A recursive Fibonacci:
method fib(MaxN, CurN, A, B)
begin
if CurN < MaxN; then
begin
ret fib(MaxN, CurN + 1, A + B, A);
end;
ret B;
end;
method main()
begin
Res := fib(50, 0, 1, 0);
ret Res;
end;
A class with methods (visibility, constructors, this):
class Calculator
var Accumulator;
begin
public method Calculator()
begin
this.Accumulator := 0;
end;
public method add(Term)
begin
this.Accumulator := this.Accumulator + Term;
ret this.Accumulator;
end;
end;
method main()
begin
Calc := Calculator();
ret Calc.add(40);
end;
More examples live in test/e2e/ (arithmetic, I/O, classes, arrays) and in kernel/lib/, which contains small "operating-system-ish" demos written in the language plus a little inline VM assembly — including a cooperative scheduler and a round-robin (preemptive) scheduler with context saving/restoring.
source.ae
│ Flex lexer lib/lexer/lexer.l
V
tokens
│ Bison parser lib/parser/parser.y
V
AST lib/ast/ (can be dumped to Graphviz .dot)
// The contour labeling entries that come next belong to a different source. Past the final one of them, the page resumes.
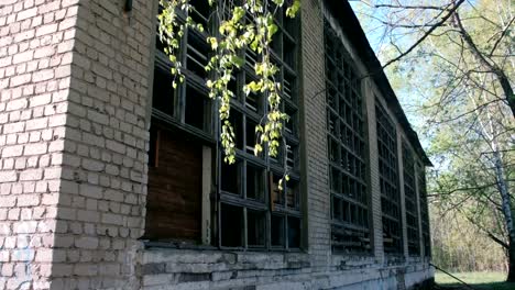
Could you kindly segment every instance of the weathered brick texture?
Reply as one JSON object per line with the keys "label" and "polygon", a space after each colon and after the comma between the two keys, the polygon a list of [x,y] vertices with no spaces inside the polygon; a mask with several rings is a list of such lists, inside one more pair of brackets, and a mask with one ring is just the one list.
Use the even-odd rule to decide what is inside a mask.
{"label": "weathered brick texture", "polygon": [[373,252],[331,252],[320,0],[300,13],[305,250],[145,249],[157,0],[132,2],[0,1],[0,289],[396,289],[432,277],[421,259],[383,255],[370,79]]}
{"label": "weathered brick texture", "polygon": [[0,289],[50,288],[77,11],[0,2]]}

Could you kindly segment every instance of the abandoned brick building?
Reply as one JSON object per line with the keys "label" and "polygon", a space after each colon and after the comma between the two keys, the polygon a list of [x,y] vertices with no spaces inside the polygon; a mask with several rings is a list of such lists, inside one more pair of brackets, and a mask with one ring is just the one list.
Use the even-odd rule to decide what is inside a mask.
{"label": "abandoned brick building", "polygon": [[[205,2],[191,16],[207,23]],[[430,283],[430,161],[347,0],[277,14],[292,119],[275,158],[252,154],[266,107],[239,92],[258,60],[245,54],[235,165],[205,35],[185,33],[172,89],[157,13],[157,0],[0,1],[0,289]]]}

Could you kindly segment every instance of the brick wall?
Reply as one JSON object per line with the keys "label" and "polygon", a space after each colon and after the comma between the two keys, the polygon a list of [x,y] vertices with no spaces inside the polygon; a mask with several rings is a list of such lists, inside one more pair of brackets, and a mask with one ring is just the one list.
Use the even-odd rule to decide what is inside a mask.
{"label": "brick wall", "polygon": [[138,289],[155,1],[79,0],[52,289]]}
{"label": "brick wall", "polygon": [[320,1],[304,1],[302,7],[302,136],[304,180],[306,181],[307,245],[314,264],[328,265],[330,246],[329,160],[326,130],[326,77],[324,14]]}
{"label": "brick wall", "polygon": [[0,289],[47,289],[77,1],[0,2]]}
{"label": "brick wall", "polygon": [[374,255],[331,253],[318,0],[300,15],[305,250],[143,248],[157,0],[124,2],[1,2],[0,289],[394,289],[432,276],[383,263],[370,81]]}

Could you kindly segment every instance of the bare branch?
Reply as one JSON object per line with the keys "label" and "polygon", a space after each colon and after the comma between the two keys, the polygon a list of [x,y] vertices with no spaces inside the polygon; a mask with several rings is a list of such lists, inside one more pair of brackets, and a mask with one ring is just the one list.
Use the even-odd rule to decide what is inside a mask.
{"label": "bare branch", "polygon": [[440,20],[438,21],[437,23],[435,23],[418,41],[416,41],[406,52],[402,53],[401,55],[398,55],[397,57],[388,60],[386,64],[383,65],[383,69],[387,66],[390,66],[391,64],[399,60],[401,58],[403,58],[404,56],[406,56],[407,54],[409,54],[413,49],[415,49],[415,47],[417,47],[420,43],[424,42],[424,40],[426,40],[436,29],[440,27],[454,12],[456,10],[458,10],[458,8],[464,2],[464,0],[459,0],[458,3],[454,4],[453,8],[451,8],[448,13]]}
│ CFG / module builder lib/cfg/
V
per-function control-flow graphs + expression DAGs
│ code generation lib/codegen/
V
ARARCH assembly <--- ISA semantics written by myself (ARARCH.target.pdsl.in)
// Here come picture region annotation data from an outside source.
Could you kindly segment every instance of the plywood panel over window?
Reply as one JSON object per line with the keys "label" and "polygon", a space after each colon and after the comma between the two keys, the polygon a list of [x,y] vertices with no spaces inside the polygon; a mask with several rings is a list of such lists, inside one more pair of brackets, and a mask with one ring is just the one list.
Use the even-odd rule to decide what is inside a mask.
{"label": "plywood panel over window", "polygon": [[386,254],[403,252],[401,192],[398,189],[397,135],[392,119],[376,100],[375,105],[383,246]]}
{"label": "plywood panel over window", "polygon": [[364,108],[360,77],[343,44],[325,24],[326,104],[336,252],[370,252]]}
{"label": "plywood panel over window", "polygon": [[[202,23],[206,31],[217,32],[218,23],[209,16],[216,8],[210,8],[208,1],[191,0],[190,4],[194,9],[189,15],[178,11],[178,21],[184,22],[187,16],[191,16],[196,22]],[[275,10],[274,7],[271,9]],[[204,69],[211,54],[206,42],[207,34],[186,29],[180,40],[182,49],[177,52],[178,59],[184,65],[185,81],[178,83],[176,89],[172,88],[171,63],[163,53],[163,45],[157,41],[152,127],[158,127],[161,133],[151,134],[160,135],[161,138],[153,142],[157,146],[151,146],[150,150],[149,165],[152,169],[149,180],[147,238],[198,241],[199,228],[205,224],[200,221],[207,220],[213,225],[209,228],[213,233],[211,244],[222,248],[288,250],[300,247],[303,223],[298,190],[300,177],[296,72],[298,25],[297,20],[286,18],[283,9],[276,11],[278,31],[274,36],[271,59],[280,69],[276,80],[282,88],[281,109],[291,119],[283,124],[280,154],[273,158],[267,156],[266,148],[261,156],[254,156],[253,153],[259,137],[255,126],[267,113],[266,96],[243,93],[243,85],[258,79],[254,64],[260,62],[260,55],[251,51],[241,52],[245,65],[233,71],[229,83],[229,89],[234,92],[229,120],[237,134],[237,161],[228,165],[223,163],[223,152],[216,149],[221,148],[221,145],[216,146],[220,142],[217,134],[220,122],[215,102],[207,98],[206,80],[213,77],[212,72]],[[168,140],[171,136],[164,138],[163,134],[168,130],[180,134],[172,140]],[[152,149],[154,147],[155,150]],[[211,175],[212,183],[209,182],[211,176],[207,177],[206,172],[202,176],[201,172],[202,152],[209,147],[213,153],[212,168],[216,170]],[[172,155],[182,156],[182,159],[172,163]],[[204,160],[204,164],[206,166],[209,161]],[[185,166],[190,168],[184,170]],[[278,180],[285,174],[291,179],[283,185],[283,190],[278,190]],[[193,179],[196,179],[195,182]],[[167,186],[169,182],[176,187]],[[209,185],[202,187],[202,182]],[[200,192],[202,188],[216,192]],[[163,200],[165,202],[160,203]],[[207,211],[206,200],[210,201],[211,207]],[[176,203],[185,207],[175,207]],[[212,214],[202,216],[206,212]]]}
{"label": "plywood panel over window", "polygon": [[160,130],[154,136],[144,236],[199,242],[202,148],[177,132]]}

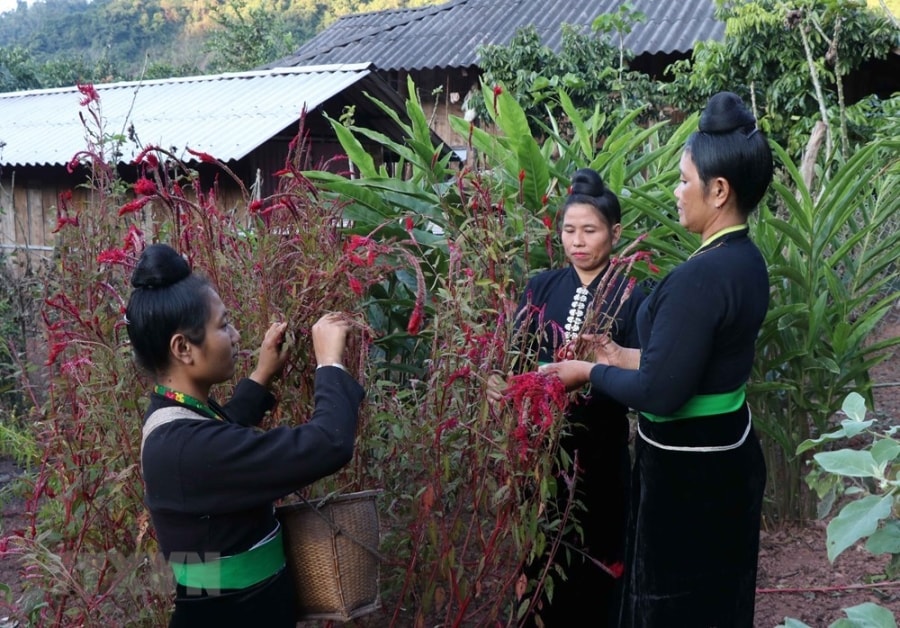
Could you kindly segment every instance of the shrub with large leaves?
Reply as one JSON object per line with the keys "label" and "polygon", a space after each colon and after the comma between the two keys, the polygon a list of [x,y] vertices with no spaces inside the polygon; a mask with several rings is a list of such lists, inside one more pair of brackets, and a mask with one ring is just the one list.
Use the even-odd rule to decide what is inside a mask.
{"label": "shrub with large leaves", "polygon": [[769,264],[771,304],[757,343],[750,402],[768,447],[774,514],[806,518],[804,440],[829,429],[852,390],[871,394],[869,369],[900,343],[870,343],[900,297],[895,213],[900,142],[874,141],[840,164],[818,192],[775,146],[785,178],[773,185],[754,238]]}

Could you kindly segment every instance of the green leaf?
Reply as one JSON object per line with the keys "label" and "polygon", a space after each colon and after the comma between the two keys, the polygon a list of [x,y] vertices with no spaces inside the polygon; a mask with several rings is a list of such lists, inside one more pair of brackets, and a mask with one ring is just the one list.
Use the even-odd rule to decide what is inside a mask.
{"label": "green leaf", "polygon": [[340,121],[331,118],[328,114],[323,113],[322,115],[324,115],[328,122],[331,123],[331,128],[334,129],[334,133],[337,135],[341,147],[344,149],[344,152],[347,153],[347,157],[350,161],[357,169],[359,169],[360,176],[376,176],[378,170],[375,168],[375,162],[372,160],[372,155],[363,148],[363,145],[356,139],[350,129],[341,124]]}
{"label": "green leaf", "polygon": [[784,618],[783,624],[778,624],[775,628],[812,628],[809,624],[804,624],[799,619]]}
{"label": "green leaf", "polygon": [[844,506],[826,528],[828,560],[833,563],[845,549],[875,532],[878,522],[891,514],[892,505],[890,496],[870,495]]}
{"label": "green leaf", "polygon": [[887,463],[900,456],[900,443],[893,438],[881,438],[872,445],[869,451],[876,463],[886,466]]}
{"label": "green leaf", "polygon": [[900,555],[900,521],[893,519],[876,530],[866,542],[866,549],[873,554]]}
{"label": "green leaf", "polygon": [[872,602],[863,602],[857,606],[845,608],[847,617],[857,628],[896,628],[894,614],[883,606]]}
{"label": "green leaf", "polygon": [[878,464],[868,451],[841,449],[816,454],[813,458],[828,473],[851,478],[876,477],[878,473]]}

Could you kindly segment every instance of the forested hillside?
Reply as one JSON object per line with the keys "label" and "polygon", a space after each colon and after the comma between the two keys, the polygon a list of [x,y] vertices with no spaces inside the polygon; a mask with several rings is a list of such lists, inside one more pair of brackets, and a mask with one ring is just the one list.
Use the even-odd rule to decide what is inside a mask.
{"label": "forested hillside", "polygon": [[20,1],[0,14],[0,91],[249,69],[341,15],[438,1]]}

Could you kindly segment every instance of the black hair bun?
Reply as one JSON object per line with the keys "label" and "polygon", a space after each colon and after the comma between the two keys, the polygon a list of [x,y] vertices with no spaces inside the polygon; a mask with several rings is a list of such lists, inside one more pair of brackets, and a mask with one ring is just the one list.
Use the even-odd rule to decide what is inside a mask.
{"label": "black hair bun", "polygon": [[700,116],[699,128],[704,133],[729,133],[737,129],[749,133],[756,126],[756,118],[741,97],[732,92],[714,94]]}
{"label": "black hair bun", "polygon": [[603,196],[605,191],[603,178],[592,168],[580,168],[572,176],[572,194]]}
{"label": "black hair bun", "polygon": [[131,285],[135,288],[164,288],[190,276],[191,267],[168,244],[151,244],[141,254]]}

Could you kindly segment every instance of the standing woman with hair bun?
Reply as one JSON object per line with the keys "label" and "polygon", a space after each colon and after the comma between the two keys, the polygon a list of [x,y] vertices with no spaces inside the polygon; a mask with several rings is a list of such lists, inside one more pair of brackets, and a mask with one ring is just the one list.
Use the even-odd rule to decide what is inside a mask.
{"label": "standing woman with hair bun", "polygon": [[[590,168],[576,171],[558,216],[569,264],[532,277],[519,303],[519,318],[530,325],[527,338],[537,345],[531,349],[540,363],[564,358],[578,334],[591,331],[582,326],[594,308],[604,323],[605,317],[615,316],[610,333],[617,343],[638,346],[634,320],[644,293],[634,286],[629,296],[627,278],[607,279],[610,257],[622,232],[621,220],[619,199],[600,175]],[[495,403],[502,400],[504,387],[503,379],[492,375],[489,399]],[[549,628],[569,626],[574,618],[581,621],[585,617],[590,617],[594,626],[615,625],[621,581],[614,574],[624,559],[631,473],[627,415],[624,404],[597,390],[579,395],[569,405],[559,446],[578,464],[575,499],[584,509],[573,512],[583,536],[575,531],[565,534],[555,558],[556,569],[549,572],[554,578],[552,601],[544,598],[537,611]],[[572,474],[571,469],[557,469],[556,508],[560,513],[569,501],[562,471]],[[545,566],[545,561],[535,561],[526,566],[526,574],[530,579],[539,578]],[[565,579],[557,569],[565,572]],[[534,618],[528,619],[528,625],[534,625]]]}
{"label": "standing woman with hair bun", "polygon": [[639,412],[623,628],[752,628],[766,467],[745,386],[769,303],[747,218],[772,151],[737,95],[710,98],[681,157],[679,221],[698,248],[638,312],[642,351],[549,365]]}
{"label": "standing woman with hair bun", "polygon": [[257,366],[228,403],[210,388],[234,375],[240,334],[209,282],[165,244],[148,246],[126,308],[134,358],[155,381],[144,415],[144,501],[175,575],[172,627],[293,627],[274,501],[353,456],[364,392],[341,366],[349,325],[326,314],[312,328],[315,408],[298,427],[253,429],[288,357],[287,323],[269,326]]}

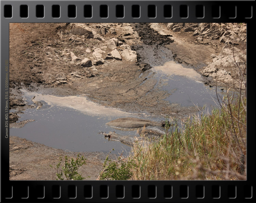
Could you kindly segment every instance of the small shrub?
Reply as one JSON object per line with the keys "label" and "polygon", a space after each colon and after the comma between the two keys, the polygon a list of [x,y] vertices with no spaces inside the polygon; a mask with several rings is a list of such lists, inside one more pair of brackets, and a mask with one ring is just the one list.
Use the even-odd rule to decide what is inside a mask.
{"label": "small shrub", "polygon": [[[110,152],[110,153],[111,152]],[[127,159],[122,155],[115,160],[107,156],[103,164],[103,170],[98,178],[98,180],[128,180],[132,175],[132,167],[134,164],[132,160]]]}
{"label": "small shrub", "polygon": [[[59,163],[56,167],[53,167],[52,165],[50,166],[54,168],[57,172],[56,175],[57,180],[63,180],[66,178],[67,180],[82,180],[85,178],[83,177],[81,174],[78,173],[78,169],[84,164],[86,164],[85,160],[86,159],[82,156],[80,157],[80,154],[77,154],[75,160],[73,158],[70,160],[70,158],[67,156],[65,156],[64,165],[61,167],[61,169],[59,172],[60,165],[62,162],[62,158],[60,157]],[[65,176],[63,176],[63,174]]]}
The backend targets ARARCH, the custom virtual machine required by the course. Code
generation lives in lib/codegen/Codegen.c and is driven by the
araneae tool.
Because the language is dynamically typed, every value at runtime is a tagged 64-bit reference: the high bits carry a type tag and flags, and the low 32 bits carry the payload (an immediate, or an offset into the stack / heap / data section). The encoding is documented in include/araneae/abi/Reference.h and the type tags in include/araneae/abi/Types.h. The VM checks tags at runtime and raises errors (bad reference, type mismatch, division by zero, overflow, …) accordingly.
| Path | Contents |
|---|---|
| lib/lexer/, lib/parser/ | Flex/Bison front end |
| lib/ast/ | Abstract syntax tree |
| lib/cfg/ | Control-flow graphs, expression DAGs, classes, modules |
| lib/codegen/ | ARARCH code generator |
| lib/aux/, lib/error/ | Helpers, code buffers, error collection |
| include/araneae/ | Public headers, including the runtime ABI |
| tools/araneae/ | CLI driver for the ARARCH backend |
| tools/araneaeVM/ | VM target description + helper run scripts |
| test/e2e/ | Example programs and reference output |
| kernel/lib/ | OS-style demos (schedulers, I/O) |
| external/ | Vendored C-Macro-Collections (data structures) |
You need a C toolchain, CMake ≥ 3.28, Flex, and Bison.
# fetch the data-structure dependency (git submodule)
git submodule update --init --recursive
# configure & build
cmake -S . -B build
cmake --build buildThis produces the compiler driver (under build/):
araneae— front end + ARARCH code generation
The araneae tool emits ARARCH assembly (and also dumps AST/CFG Graphviz files into the
output directory):
araneae <source.ae> <output-name> <output-dir>
# e.g.
araneae test/e2e/fib.ae fib build/out
# -> build/out/fib.s (ARARCH assembly)The ARARCH VM itself is the course-provided platform, driven through an external manager
runner. The architecture is described in
tools/araneaeVM/ARARCH.target.pdsl.in (instruction
semantics, error handling, the tagged-reference operand decoding) and the I/O devices in
tools/araneaeVM/devices.xml (a PIC, a timer, and a stdio pipe).
The helper scripts in tools/araneaeVM/ (run.sh, run-io-interactive.sh,
run-debug.sh, …) wrap that runner; they reference local, course-specific paths and
credentials, so you would need to adapt them to your own environment.
This is exploratory, course-driven code - not production software. There are rough edges (hardcoded paths, minimal CLI parsing, fixed-size tables, TODOs in the source). It exists to learn, and it is shared in that spirit. If it helps someone else see how the pieces of a compiler and a virtual machine fit together, all the better.
The bundled external/C-Macro-Collections library is distributed under its own (MIT) license.
The rest of this repository is provided as-is for educational purposes.